Presidential signing statements — those missives attached to bills endorsed by the chief executive — may be useful but they become counterproductive when they're abused, as they have been during the Bush presidency.

Such statements, appended to the acts of Congress as they're signed into law, have been used by many presidents as a means to assert their belief that certain provisions are unconstitutional or to lay out their interpretation of legal language that's vague.

That can be acceptable as long as it serves to add clarity to the intent and letter of the law. But President Bush often has used the statements to assert that he will disregard parts of the new laws he finds objectionable. For example, in his statement attached to an amendment to an appropriations bill — a provision banning cruel treatment of prisoners in U.S. custody — the president reserved the right to make exceptions to this ban as he sees fit. The more defensible practice in such cases would be to veto the measure on the basis of his objections, as is the president's right.

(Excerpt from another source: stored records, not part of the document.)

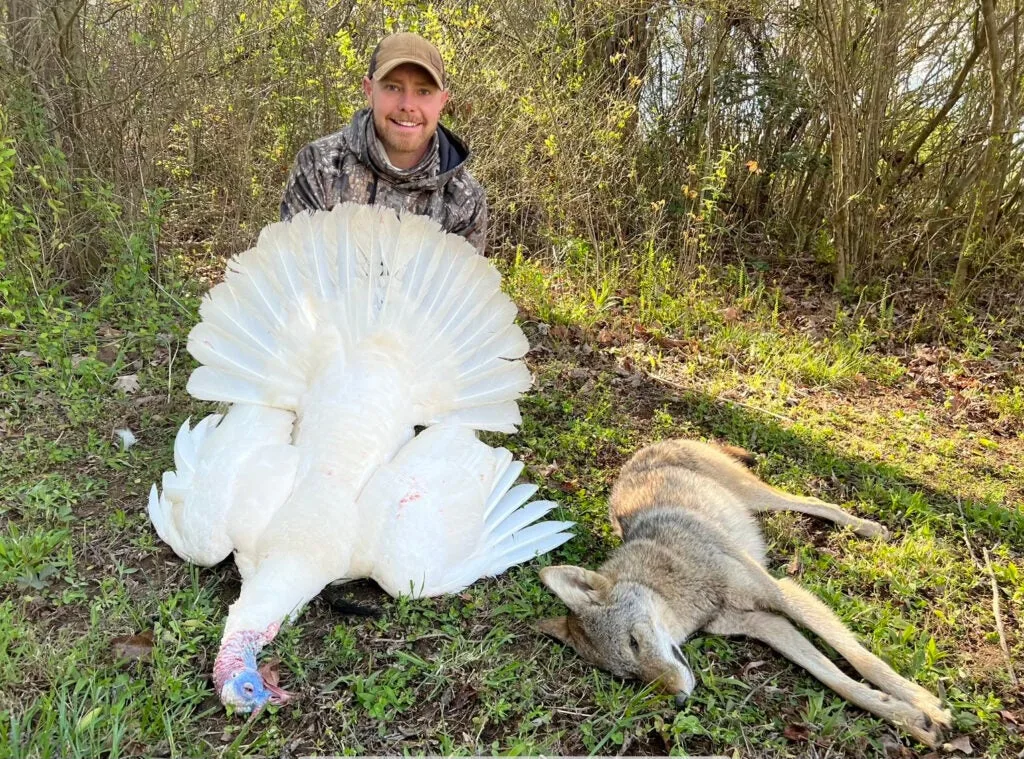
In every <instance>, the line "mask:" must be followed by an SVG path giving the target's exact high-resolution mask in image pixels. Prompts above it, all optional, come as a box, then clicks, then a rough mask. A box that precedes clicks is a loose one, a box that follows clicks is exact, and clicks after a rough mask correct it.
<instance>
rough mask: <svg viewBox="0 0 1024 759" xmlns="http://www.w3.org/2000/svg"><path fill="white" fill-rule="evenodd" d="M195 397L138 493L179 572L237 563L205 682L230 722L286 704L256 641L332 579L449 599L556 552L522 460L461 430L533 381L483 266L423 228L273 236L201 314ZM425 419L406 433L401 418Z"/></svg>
mask: <svg viewBox="0 0 1024 759" xmlns="http://www.w3.org/2000/svg"><path fill="white" fill-rule="evenodd" d="M200 314H201V317H202V321H201V323H200V324H199V325H197V326H196V327H195V328H194V329H193V330H191V332H190V334H189V335H188V351H189V352H190V353H191V354H193V355H194V356H195V357H196V359H197V360H198V361H199V362H200V363H201V364H202V365H203V366H201V367H199V368H198V369H197V370H196V371H195V372H194V373H193V375H191V377H190V378H189V380H188V391H189V392H190V393H191V394H193V395H195V396H196V397H198V398H202V399H206V400H220V402H225V403H228V404H230V407H229V408H228V411H227V412H226V414H224V415H223V416H221V415H218V414H213V415H210V416H208V417H207V418H205V419H204V420H203V421H201V422H200V423H199V424H197V425H196V427H195V428H191V429H190V428H189V426H188V422H187V421H186V422H185V423H184V424H183V425H182V426H181V429H180V430H179V431H178V435H177V437H176V439H175V442H174V465H175V471H171V472H166V473H165V474H164V476H163V493H158V491H157V487H156V486H154V487H153V489H152V490H151V493H150V518H151V519H152V521H153V524H154V526H155V528H156V530H157V533H158V534H159V535H160V537H161V539H162V540H164V542H166V543H167V544H169V545H170V546H171V548H173V549H174V551H175V553H177V554H178V555H179V556H181V557H182V558H183V559H185V560H187V561H191V562H194V563H198V564H202V565H212V564H215V563H217V562H219V561H221V560H223V559H224V558H225V557H226V556H227V555H228V554H229V553H231V552H232V551H233V552H234V561H236V563H237V565H238V567H239V572H240V574H241V576H242V592H241V594H240V596H239V599H238V600H237V601H236V602H234V603H232V604H231V606H230V609H229V612H228V616H227V622H226V624H225V626H224V634H223V638H222V639H221V643H220V650H219V652H218V655H217V659H216V662H215V664H214V682H215V685H216V688H217V692H218V694H219V695H220V698H221V700H222V701H223V702H224V703H225V704H230V705H232V706H234V707H236V708H237V709H239V710H242V711H251V710H253V709H259V708H261V707H262V706H264V705H265V704H266V703H267V702H270V703H282V702H284V701H285V700H287V698H288V693H286V692H285V691H283V690H281V689H280V688H278V687H276V686H275V685H274V684H271V683H267V682H265V681H264V680H263V678H262V677H261V676H260V674H259V672H258V671H257V669H256V657H257V655H258V652H259V650H260V649H261V648H262V647H263V646H264V645H266V643H268V642H269V641H270V640H271V639H272V638H273V636H274V635H275V634H276V632H278V630H279V628H280V626H281V625H282V624H284V623H285V622H287V621H288V620H289V619H291V618H293V617H294V616H295V615H296V614H297V613H298V612H299V610H300V609H301V608H302V607H303V606H304V605H305V604H306V603H307V602H308V601H309V600H310V599H312V598H313V597H314V596H315V595H316V594H317V593H319V591H321V590H322V589H323V588H324V587H325V586H326V585H328V584H329V583H332V582H335V581H339V580H352V579H357V578H372V579H373V580H375V581H376V582H377V583H379V584H380V585H381V587H383V588H384V590H386V591H387V592H388V593H390V594H391V595H397V594H400V593H406V594H409V595H412V596H431V595H438V594H441V593H451V592H455V591H458V590H461V589H462V588H465V587H466V586H467V585H469V584H471V583H473V582H474V581H476V580H477V579H479V578H482V577H487V576H493V575H498V574H500V573H502V572H504V571H505V570H507V568H508V567H510V566H512V565H513V564H516V563H519V562H521V561H525V560H528V559H530V558H532V557H535V556H537V555H540V554H542V553H544V552H546V551H550V550H551V549H553V548H555V547H557V546H559V545H561V544H562V543H564V542H565V541H566V540H568V539H569V538H570V537H571V536H570V534H569V533H567V532H565V530H566V529H567V528H568V526H570V525H571V524H572V522H565V521H544V522H540V523H536V522H537V520H538V519H539V518H540V517H542V516H543V515H545V514H546V513H548V512H549V511H550V510H551V509H552V508H553V507H554V506H555V504H554V503H552V502H550V501H535V502H531V503H527V501H528V500H529V498H530V497H531V496H532V495H534V493H535V492H536V490H537V488H536V487H535V486H529V484H519V486H514V482H515V480H516V478H517V477H518V475H519V473H520V471H521V470H522V464H520V463H518V462H514V461H513V460H512V456H511V455H510V454H509V452H508V451H506V450H504V449H493V448H490V447H489V446H486V445H484V444H483V442H481V441H480V440H478V439H477V437H476V431H477V430H490V431H501V432H511V431H514V429H515V426H516V424H518V422H519V421H520V417H519V410H518V406H517V404H516V399H517V398H518V396H519V395H520V393H521V392H523V391H524V390H525V389H526V388H527V387H528V386H529V384H530V376H529V372H528V371H527V369H526V367H525V366H524V365H523V363H522V361H520V360H521V357H522V356H523V354H524V353H525V352H526V350H527V347H528V346H527V343H526V339H525V337H524V335H523V334H522V331H521V330H520V329H519V328H518V327H517V326H516V325H515V324H514V322H513V320H514V318H515V314H516V307H515V305H514V304H513V303H512V301H511V300H510V299H509V298H508V296H506V295H505V294H504V293H502V292H501V290H500V276H499V273H498V271H497V270H496V269H495V267H494V266H493V265H492V264H490V263H489V262H488V261H487V260H486V259H484V258H483V257H482V256H480V255H478V254H477V253H476V252H475V251H474V249H473V248H472V247H471V246H470V245H469V244H468V243H467V242H466V241H465V240H463V239H462V238H460V237H457V236H455V235H449V234H445V233H443V231H442V230H441V229H440V227H439V226H438V225H437V224H436V223H434V222H433V221H430V220H429V219H427V218H425V217H423V216H413V215H409V216H403V217H401V218H400V219H399V218H398V216H396V215H395V214H394V212H392V211H387V210H383V209H375V208H370V207H366V206H354V205H342V206H338V207H336V208H335V209H334V210H332V211H324V212H314V213H312V214H309V213H302V214H299V215H297V216H295V217H294V218H293V219H292V220H291V221H290V222H281V223H274V224H270V225H269V226H267V227H266V228H264V229H263V231H262V233H261V234H260V237H259V240H258V242H257V245H256V247H255V248H253V249H251V250H248V251H246V252H245V253H242V254H241V255H239V256H237V257H234V258H233V259H231V261H230V262H229V263H228V266H227V272H226V275H225V278H224V281H223V282H222V283H221V284H219V285H217V286H216V287H214V288H213V289H212V290H211V291H210V293H209V294H208V296H207V297H206V298H205V299H204V302H203V304H202V306H201V307H200ZM417 425H423V426H425V427H426V429H424V430H423V431H421V432H420V433H419V434H418V435H415V436H414V427H415V426H417Z"/></svg>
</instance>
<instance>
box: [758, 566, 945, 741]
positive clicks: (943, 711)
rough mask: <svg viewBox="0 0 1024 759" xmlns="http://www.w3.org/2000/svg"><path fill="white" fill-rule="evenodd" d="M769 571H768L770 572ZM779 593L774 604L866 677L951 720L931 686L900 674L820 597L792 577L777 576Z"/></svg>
mask: <svg viewBox="0 0 1024 759" xmlns="http://www.w3.org/2000/svg"><path fill="white" fill-rule="evenodd" d="M766 574H767V573H766ZM773 582H774V584H775V587H776V588H778V592H779V596H778V597H776V598H775V599H773V600H772V601H770V605H771V607H772V608H773V609H774V610H776V612H779V613H781V614H784V615H785V616H786V617H788V618H790V619H792V620H793V621H794V622H797V623H798V624H800V625H802V626H803V627H806V628H807V629H808V630H810V631H811V632H813V633H814V634H815V635H817V636H819V637H820V638H821V639H822V640H824V641H825V642H826V643H828V644H829V645H830V646H833V647H834V648H835V649H836V650H837V651H839V653H840V656H842V657H843V658H844V659H845V660H846V661H848V662H849V663H850V664H851V665H853V668H854V669H855V670H857V672H859V673H860V674H861V675H862V676H863V677H864V679H866V680H869V681H871V682H873V683H874V684H876V685H878V686H879V687H880V688H882V689H883V690H885V691H886V692H887V693H892V694H893V695H894V697H896V698H898V699H901V700H903V701H905V702H907V703H909V704H912V705H914V706H916V707H918V708H920V709H921V710H922V711H924V712H925V713H926V714H927V715H929V717H931V718H932V720H934V721H935V722H938V723H940V724H943V725H948V724H949V719H950V716H949V712H947V711H945V710H944V709H942V702H941V701H939V699H938V697H936V695H935V694H934V693H932V692H931V691H930V690H928V689H926V688H924V687H922V686H921V685H919V684H918V683H915V682H911V681H910V680H908V679H906V678H905V677H903V676H901V675H900V674H898V673H897V672H896V671H895V670H893V668H892V667H890V666H889V665H888V664H886V663H885V662H883V661H882V660H881V659H879V658H878V657H877V656H874V655H873V653H871V652H870V651H869V650H867V648H865V647H864V646H863V645H861V644H860V641H858V640H857V637H856V636H855V635H854V634H853V633H852V632H850V630H849V629H848V628H847V627H846V625H844V624H843V622H842V620H840V619H839V617H837V616H836V613H835V612H833V610H831V609H830V608H828V606H826V605H825V604H824V603H823V602H822V601H821V599H820V598H818V597H817V596H816V595H814V594H813V593H811V592H810V591H808V590H806V589H804V588H802V587H800V586H799V585H797V584H796V583H794V582H792V581H790V580H773Z"/></svg>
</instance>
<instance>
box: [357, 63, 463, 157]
mask: <svg viewBox="0 0 1024 759" xmlns="http://www.w3.org/2000/svg"><path fill="white" fill-rule="evenodd" d="M362 91H364V92H365V93H366V95H367V99H368V101H369V102H370V108H371V109H373V115H374V127H375V128H376V129H377V136H378V138H379V139H380V141H381V142H382V143H383V144H384V150H385V151H387V157H388V159H389V160H390V161H391V163H392V164H394V166H395V167H396V168H399V169H411V168H413V167H414V166H416V164H418V163H419V162H420V160H421V159H422V158H423V156H424V154H425V153H426V152H427V146H428V145H429V144H430V139H431V138H432V137H433V136H434V132H435V131H436V130H437V120H438V119H440V116H441V111H443V109H444V103H446V102H447V97H449V93H447V90H443V89H440V88H439V87H438V86H437V83H436V82H435V81H434V80H433V78H432V77H431V76H430V75H429V74H428V73H427V72H426V71H424V70H423V69H422V68H420V67H419V66H416V65H415V64H402V65H401V66H399V67H396V68H395V69H393V70H391V71H390V72H388V73H387V74H385V75H384V76H383V77H381V78H379V79H370V78H369V77H368V78H365V79H364V80H362Z"/></svg>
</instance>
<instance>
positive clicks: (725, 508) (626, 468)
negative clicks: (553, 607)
mask: <svg viewBox="0 0 1024 759" xmlns="http://www.w3.org/2000/svg"><path fill="white" fill-rule="evenodd" d="M748 458H749V456H748V454H746V453H745V452H744V451H741V450H740V449H718V448H715V447H712V446H709V445H706V444H702V442H696V441H691V440H669V441H665V442H659V444H657V445H654V446H651V447H649V448H646V449H644V450H642V451H640V453H638V454H637V455H636V456H634V457H633V459H631V460H630V461H629V462H628V463H627V464H626V466H625V467H624V468H623V472H622V475H621V476H620V478H618V481H617V482H616V483H615V486H614V488H613V489H612V491H611V500H610V504H609V505H610V512H611V523H612V526H613V528H614V530H615V532H616V533H617V534H618V535H622V536H623V538H624V544H623V546H622V548H620V549H618V550H617V551H616V552H615V554H614V556H612V557H611V558H610V559H609V560H608V561H607V562H605V563H604V565H602V566H601V567H600V570H598V571H597V572H589V571H588V570H584V568H582V567H580V566H550V567H547V568H545V570H542V571H541V580H542V581H543V582H544V584H545V585H547V586H548V587H549V588H550V589H551V590H552V591H553V592H554V593H555V594H556V595H557V596H558V597H559V598H561V599H562V601H564V602H565V605H567V606H568V607H569V610H570V614H569V616H568V617H559V618H556V619H551V620H544V621H543V622H541V623H540V628H541V630H542V631H543V632H545V633H547V634H549V635H552V636H554V637H556V638H558V639H559V640H561V641H563V642H565V643H568V644H569V645H571V646H572V647H573V648H575V649H577V651H578V652H579V653H580V655H581V656H583V658H584V659H586V660H588V661H589V662H590V663H592V664H594V665H596V666H598V667H601V668H602V669H605V670H607V671H609V672H611V673H612V674H615V675H618V676H621V677H633V678H639V679H641V680H644V681H645V682H655V681H657V682H660V684H662V685H663V687H665V688H666V689H667V690H668V691H669V692H673V693H675V694H676V701H677V703H679V704H682V702H683V701H684V700H685V699H686V697H687V695H689V693H690V691H691V690H692V689H693V685H694V678H693V673H692V671H691V670H690V667H689V665H688V664H687V662H686V659H685V658H684V656H683V652H682V651H681V650H680V648H679V645H680V643H682V642H683V641H685V640H686V639H687V638H689V637H690V636H691V635H693V634H694V633H695V632H697V631H698V630H705V631H707V632H710V633H715V634H719V635H746V636H749V637H752V638H757V639H758V640H762V641H764V642H765V643H767V644H768V645H770V646H772V647H773V648H775V650H777V651H778V652H779V653H781V655H782V656H784V657H785V658H787V659H790V660H791V661H793V662H794V663H796V664H798V665H800V666H801V667H803V668H804V669H806V670H807V671H808V672H810V673H811V674H812V675H814V676H815V677H816V678H818V679H819V680H820V681H821V682H823V683H824V684H825V685H827V686H828V687H830V688H831V689H833V690H835V691H836V692H837V693H839V694H840V695H842V697H843V698H845V699H847V700H849V701H851V702H853V703H854V704H856V705H857V706H859V707H860V708H862V709H865V710H867V711H868V712H871V713H872V714H877V715H878V716H880V717H882V718H884V719H887V720H889V721H890V722H893V723H894V724H896V725H899V726H901V727H903V728H904V729H905V730H907V731H908V732H909V733H910V734H911V735H913V736H914V737H915V739H918V740H919V741H921V742H922V743H925V744H928V745H929V746H933V747H934V746H935V745H936V744H937V743H938V742H939V740H940V739H941V734H942V726H944V725H948V724H949V713H948V712H947V711H945V710H944V709H942V708H941V702H940V701H939V700H938V699H937V698H936V697H935V695H933V694H932V693H931V692H929V691H928V690H926V689H925V688H923V687H921V686H920V685H915V684H914V683H912V682H910V681H909V680H907V679H905V678H903V677H900V676H899V675H898V674H896V673H895V672H894V671H893V670H892V669H891V668H890V667H889V666H888V665H887V664H886V663H885V662H883V661H882V660H881V659H879V658H878V657H876V656H873V655H872V653H870V652H869V651H868V650H867V649H866V648H864V647H863V646H862V645H860V643H858V642H857V639H856V638H855V637H854V636H853V634H852V633H851V632H850V631H849V630H848V629H847V628H846V627H845V626H844V625H843V623H842V622H841V621H840V620H839V618H838V617H836V615H835V614H834V613H833V612H831V610H830V609H829V608H828V607H827V606H825V604H824V603H822V602H821V601H820V600H818V599H817V598H816V597H815V596H814V595H812V594H811V593H809V592H808V591H806V590H804V589H803V588H801V587H800V586H799V585H797V584H796V583H794V582H791V581H790V580H776V579H775V578H773V577H772V576H771V575H769V574H768V572H767V571H766V570H765V568H764V564H765V542H764V538H763V537H762V534H761V530H760V528H759V526H758V523H757V521H756V520H755V518H754V513H755V512H758V511H781V510H794V511H800V512H803V513H805V514H812V515H814V516H819V517H821V518H823V519H829V520H831V521H834V522H836V523H837V524H848V525H850V526H851V528H853V531H854V532H855V533H856V534H857V535H860V536H863V537H873V536H884V535H885V534H886V531H885V529H884V528H883V526H882V525H881V524H879V523H877V522H873V521H870V520H867V519H860V518H858V517H856V516H853V515H852V514H848V513H846V512H845V511H843V510H842V509H840V508H839V507H837V506H834V505H831V504H828V503H825V502H824V501H819V500H818V499H816V498H802V497H799V496H792V495H788V494H786V493H782V492H781V491H778V490H776V489H774V488H772V487H770V486H768V484H766V483H764V482H762V481H761V480H760V479H758V477H757V476H755V475H754V474H753V473H752V472H750V471H749V470H748V469H746V468H745V467H744V466H743V465H742V464H740V463H739V461H738V460H737V459H743V460H746V459H748ZM786 618H788V619H786ZM790 620H793V622H796V623H798V624H799V625H801V626H803V627H805V628H807V629H809V630H811V631H812V632H814V633H815V634H817V635H818V636H820V637H821V638H822V639H823V640H824V641H826V642H827V643H829V644H830V645H831V646H833V647H834V648H835V649H836V650H837V651H839V653H840V655H842V656H843V657H844V658H845V659H846V660H847V661H848V662H849V663H850V664H851V665H853V667H854V668H855V669H856V670H857V672H859V673H860V674H861V675H863V676H864V678H865V679H867V680H869V681H870V682H872V683H874V684H876V685H877V686H878V687H879V688H880V690H876V689H873V688H871V687H869V686H867V685H865V684H863V683H861V682H858V681H856V680H854V679H852V678H850V677H848V676H847V675H845V674H844V673H843V672H841V671H840V670H839V669H838V668H837V667H836V665H834V664H833V663H831V662H830V661H829V660H828V659H827V658H826V657H825V656H824V655H823V653H821V652H820V651H819V650H818V649H817V648H815V647H814V645H812V644H811V642H810V641H809V640H808V639H807V638H805V637H804V636H803V635H802V634H801V633H800V631H799V630H797V628H796V627H794V625H793V624H792V623H791V622H790Z"/></svg>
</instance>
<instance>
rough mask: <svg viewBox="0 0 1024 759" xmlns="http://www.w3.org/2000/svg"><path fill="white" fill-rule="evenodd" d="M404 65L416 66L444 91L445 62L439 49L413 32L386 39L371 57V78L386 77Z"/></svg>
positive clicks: (385, 37)
mask: <svg viewBox="0 0 1024 759" xmlns="http://www.w3.org/2000/svg"><path fill="white" fill-rule="evenodd" d="M402 64H416V65H417V66H419V67H422V68H423V69H426V71H427V73H428V74H430V76H431V77H432V78H433V80H434V81H435V82H437V86H438V87H440V88H441V89H444V61H443V60H441V54H440V53H439V52H437V48H436V47H434V46H433V45H432V44H430V43H429V42H427V41H426V40H425V39H423V38H422V37H420V35H418V34H413V33H412V32H399V33H398V34H392V35H388V36H387V37H385V38H384V39H383V40H381V41H380V42H379V43H378V44H377V47H376V49H374V54H373V55H371V56H370V74H369V76H370V78H371V79H377V78H379V77H383V76H386V75H387V74H388V72H391V71H393V70H394V69H396V68H397V67H399V66H401V65H402Z"/></svg>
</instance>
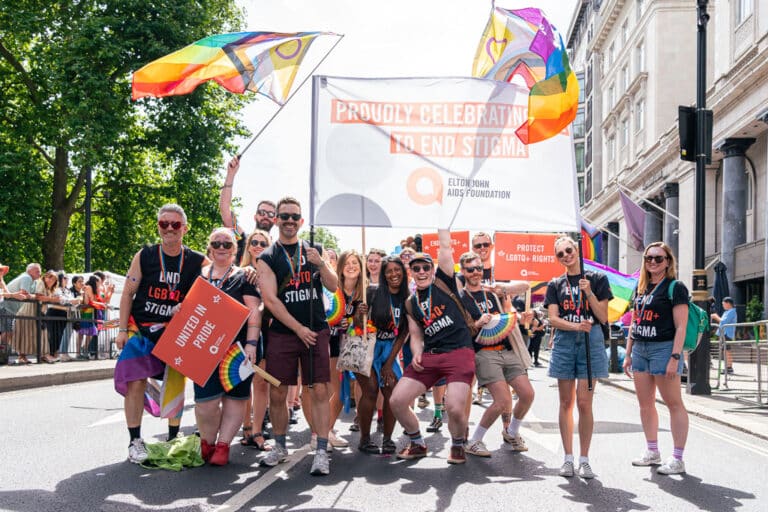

America's legal community has become concerned enough about this cynical approach to make a bold statement of its own. The American Bar Association, during its annual meeting last week in Honolulu, was right to condemn the current "misuse" of signing statements: It dangerously disrupts the executive-legislative balance of power.

An outright veto leaves the legislative branch with the opportunity to override the president, if enough support can be mustered.

It's a shame that presidential restraint could not have been applied and that now Congress may be forced to preserve its jurisdiction by setting limits on signing statements.

While they're at it, our lawmakers should consider policing themselves a little better. The increasing habit of merging unrelated proposals into a single bill — witness the recent minimum-wage and estate-tax debacle — is pure politics.

We have a right to expect more clarity of purpose from both our legislative and executive branches.